Compartilhar vida em comum pode ser uma oportunidade de exercitar o altruísmo, de respeitar o direito do outro e suas diferenças, exercendo assim a conjugalidade de fato, favorecendo maior ganho de intimidade fortalecendo a resiliência no enfrentamento dos maus momentos e assim crescendo com eles. Ou seja, pode ser oportunidade de enfrentar e lidar com os estressores e limitadores do relacionamento. A vida doméstica rotineira oportuniza ainda uma otimização na divisão de tarefas e despesas. É econômico, mais simples, compartilhar e dividir. Isso, quando se trata de dois homens, pode ser uma oportunidade de encontrar outros padrões relacionais, mais complementares, respeitando as individualidades sem necessariamente adotar e reproduzir modelos tradicionalistas hierarquizados que podem não se adequar para a realidade de um casal homoafetivo. Não há padrão, não há função nem papel pré-escrito, cada um pode se adequar ao que lhe convier e melhor se identificar na rotina doméstica do casal.

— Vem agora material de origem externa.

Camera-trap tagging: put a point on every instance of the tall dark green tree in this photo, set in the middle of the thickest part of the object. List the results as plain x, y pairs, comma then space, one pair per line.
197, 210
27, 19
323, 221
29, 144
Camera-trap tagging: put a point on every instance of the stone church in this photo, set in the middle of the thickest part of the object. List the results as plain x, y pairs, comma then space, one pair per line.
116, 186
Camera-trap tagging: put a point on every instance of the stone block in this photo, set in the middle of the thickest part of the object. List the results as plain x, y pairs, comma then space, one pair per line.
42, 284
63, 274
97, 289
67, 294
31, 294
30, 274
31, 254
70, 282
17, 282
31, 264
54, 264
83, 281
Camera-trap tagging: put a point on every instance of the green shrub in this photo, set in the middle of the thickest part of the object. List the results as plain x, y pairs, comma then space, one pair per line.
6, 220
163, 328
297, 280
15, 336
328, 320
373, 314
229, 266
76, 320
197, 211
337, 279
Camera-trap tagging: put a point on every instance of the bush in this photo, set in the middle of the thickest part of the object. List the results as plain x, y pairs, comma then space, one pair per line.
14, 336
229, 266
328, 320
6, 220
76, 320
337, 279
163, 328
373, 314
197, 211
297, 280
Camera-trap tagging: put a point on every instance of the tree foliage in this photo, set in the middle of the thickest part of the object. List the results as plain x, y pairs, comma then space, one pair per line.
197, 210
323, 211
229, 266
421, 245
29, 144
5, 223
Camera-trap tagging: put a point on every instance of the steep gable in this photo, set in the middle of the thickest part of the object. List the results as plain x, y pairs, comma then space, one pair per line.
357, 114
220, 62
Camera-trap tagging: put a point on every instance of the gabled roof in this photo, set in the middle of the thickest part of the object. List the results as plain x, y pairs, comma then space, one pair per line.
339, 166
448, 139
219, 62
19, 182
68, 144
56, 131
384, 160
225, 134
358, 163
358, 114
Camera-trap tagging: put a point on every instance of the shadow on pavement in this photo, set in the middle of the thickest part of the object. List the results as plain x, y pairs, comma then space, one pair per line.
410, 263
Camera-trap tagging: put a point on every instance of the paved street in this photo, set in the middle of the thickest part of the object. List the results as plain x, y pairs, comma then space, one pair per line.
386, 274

Nesse sentido, para quem é homem e pai, vivendo um relacionamento amoroso homoafetivo é oportuna, senão necessária, a reconstrução dos vínculos familiares num modelo próprio de família, não mais heteroafetivo, em conformidade com sua família, hoje homoafetiva. Possibilita, portanto, a troca de apoio mútuo nos desafios do enfrentamento do preconceito da sociedade, da comunidade e da família em geral. A oportunidade de viver relações familiares verdadeiras, saudáveis ainda que fora do padrão heteronormativo, confere às relações um toque agradável de pertencimento e normalidade. Essa é condição necessária para os pais, para os filhos, bem como para a família estendida e pregressa.

O estar próximo de quem se ama, favorece o estabelecimento de uma forte identidade de casal homoafetivo, possibilitando até mesmo o exercício dos direitos da legalidade com a situação conjugal, para quem assim desejar. Estar presente na vida do outro, e vice versa, é ser capaz de amar, e como diz um dos pais é...”viver a plenitude que uma vida integral oferece, sem mentiras e sem segredos. Cuidar do outro e se deixar cuidar  É enfim crescer com as diferenças e repousar nas semelhanças”.  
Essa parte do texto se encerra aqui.